A House in Asia
- Lorna Irvine
- 7 February 2017
Agrupación Señor Serrano's manipulate show lassoes big ideas
Fusing masculine archetypes like the cigarette advertising legend Marlboro Man, cowboys and melodramatic matinee idols with the real horrors of conflict and venture capitalism, Agrupación Señor Serrano's manipulate show very much captures the zeitgeist, connecting contemporary warfare to the values of consumerism and the myth-making machine of Hollywood.
There are many chilling moments here, with the faceless nature of corruption addressed in the form of an eerily-lit cowboy who sits still centre stage. Scenes of war, both recent and historical, become a creepy kaleidoscope, suggesting both that all wars are part of an ongoing offensive, or that they are connected through a false mythology of good against evil.The repetition of glitchy dialogue and visuals emulate a collective obsession with watching 24-hour news channels and social media and the distancing effect of such an addiction.

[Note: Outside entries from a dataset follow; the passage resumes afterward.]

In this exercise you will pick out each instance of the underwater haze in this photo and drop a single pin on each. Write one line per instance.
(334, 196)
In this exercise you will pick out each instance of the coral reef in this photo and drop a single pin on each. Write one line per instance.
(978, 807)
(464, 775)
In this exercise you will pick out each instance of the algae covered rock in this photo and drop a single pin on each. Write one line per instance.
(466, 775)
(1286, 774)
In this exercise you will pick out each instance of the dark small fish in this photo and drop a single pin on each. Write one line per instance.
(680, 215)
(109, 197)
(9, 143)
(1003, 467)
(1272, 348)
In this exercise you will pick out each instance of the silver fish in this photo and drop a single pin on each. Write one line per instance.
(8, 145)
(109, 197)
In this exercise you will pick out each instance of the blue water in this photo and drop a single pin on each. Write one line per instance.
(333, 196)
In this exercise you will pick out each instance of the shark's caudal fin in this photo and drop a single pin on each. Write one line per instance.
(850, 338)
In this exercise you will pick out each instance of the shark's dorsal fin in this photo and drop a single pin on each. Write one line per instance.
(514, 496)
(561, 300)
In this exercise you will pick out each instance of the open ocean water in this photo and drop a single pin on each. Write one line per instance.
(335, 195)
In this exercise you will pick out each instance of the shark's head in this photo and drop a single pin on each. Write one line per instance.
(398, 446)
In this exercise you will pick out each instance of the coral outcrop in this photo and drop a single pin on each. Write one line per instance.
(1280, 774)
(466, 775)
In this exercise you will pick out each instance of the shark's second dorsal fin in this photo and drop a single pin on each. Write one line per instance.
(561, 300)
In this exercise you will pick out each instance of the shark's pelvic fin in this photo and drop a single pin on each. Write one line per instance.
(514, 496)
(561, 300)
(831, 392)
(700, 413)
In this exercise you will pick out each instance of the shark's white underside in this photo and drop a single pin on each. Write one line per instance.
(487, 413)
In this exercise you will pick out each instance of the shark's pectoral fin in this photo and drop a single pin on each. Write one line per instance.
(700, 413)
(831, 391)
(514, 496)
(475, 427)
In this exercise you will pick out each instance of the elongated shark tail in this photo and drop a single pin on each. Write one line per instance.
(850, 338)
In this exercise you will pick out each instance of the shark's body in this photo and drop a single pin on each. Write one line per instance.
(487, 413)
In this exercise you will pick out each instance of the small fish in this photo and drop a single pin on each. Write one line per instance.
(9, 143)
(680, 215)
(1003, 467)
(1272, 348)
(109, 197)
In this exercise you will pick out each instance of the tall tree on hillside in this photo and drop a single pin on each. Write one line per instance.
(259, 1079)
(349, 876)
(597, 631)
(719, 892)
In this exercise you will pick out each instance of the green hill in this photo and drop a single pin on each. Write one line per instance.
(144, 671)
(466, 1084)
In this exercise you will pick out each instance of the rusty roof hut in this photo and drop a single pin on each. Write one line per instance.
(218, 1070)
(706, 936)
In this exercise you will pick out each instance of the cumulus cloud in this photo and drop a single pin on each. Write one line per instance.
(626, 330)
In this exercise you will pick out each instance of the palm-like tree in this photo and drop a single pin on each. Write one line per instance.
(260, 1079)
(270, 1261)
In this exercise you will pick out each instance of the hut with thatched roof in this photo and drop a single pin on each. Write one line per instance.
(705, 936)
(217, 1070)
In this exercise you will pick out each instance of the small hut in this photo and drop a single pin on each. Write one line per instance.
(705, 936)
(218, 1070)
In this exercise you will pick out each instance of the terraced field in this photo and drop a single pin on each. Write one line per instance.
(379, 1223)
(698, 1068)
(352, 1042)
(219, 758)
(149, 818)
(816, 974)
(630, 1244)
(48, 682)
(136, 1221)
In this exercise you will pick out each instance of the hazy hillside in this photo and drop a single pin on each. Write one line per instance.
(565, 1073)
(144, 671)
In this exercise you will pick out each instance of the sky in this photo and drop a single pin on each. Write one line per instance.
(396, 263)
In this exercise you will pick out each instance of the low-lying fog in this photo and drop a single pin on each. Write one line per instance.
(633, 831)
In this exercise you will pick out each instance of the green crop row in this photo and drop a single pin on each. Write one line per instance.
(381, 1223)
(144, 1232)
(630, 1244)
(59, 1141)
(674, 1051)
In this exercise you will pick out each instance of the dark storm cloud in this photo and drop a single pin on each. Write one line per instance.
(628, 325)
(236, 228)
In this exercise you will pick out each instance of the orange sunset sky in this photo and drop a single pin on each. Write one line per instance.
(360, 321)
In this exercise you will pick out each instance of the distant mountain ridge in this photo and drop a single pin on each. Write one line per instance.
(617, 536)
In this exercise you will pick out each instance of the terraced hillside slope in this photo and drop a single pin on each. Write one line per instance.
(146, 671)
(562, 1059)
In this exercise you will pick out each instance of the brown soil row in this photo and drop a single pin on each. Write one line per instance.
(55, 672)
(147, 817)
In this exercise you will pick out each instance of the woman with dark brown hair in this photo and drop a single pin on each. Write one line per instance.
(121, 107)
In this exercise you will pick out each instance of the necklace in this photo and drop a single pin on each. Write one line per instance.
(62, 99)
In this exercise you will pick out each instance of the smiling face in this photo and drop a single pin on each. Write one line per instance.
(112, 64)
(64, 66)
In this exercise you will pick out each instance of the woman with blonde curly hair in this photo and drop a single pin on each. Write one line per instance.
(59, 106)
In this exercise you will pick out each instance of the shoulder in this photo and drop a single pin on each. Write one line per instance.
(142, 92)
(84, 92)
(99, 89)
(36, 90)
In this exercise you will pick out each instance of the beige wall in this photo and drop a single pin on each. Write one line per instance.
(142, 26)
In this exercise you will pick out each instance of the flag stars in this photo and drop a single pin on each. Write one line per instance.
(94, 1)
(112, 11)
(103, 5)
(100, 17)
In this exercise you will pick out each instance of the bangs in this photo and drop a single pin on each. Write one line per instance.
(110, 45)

Darkly satirical, the tension only briefly diffused by references to the Marx Brothers, bullish rhetoric and a line-dance routine. The whole is like a Cassetteboy mash-up with visuals from Jake and Dinos Chapman's war period. Both in the richness of ideas and its skilled manipulation of theatrical and video technique, A House in Asia is a hard-hitting and strident piece of visual theatre.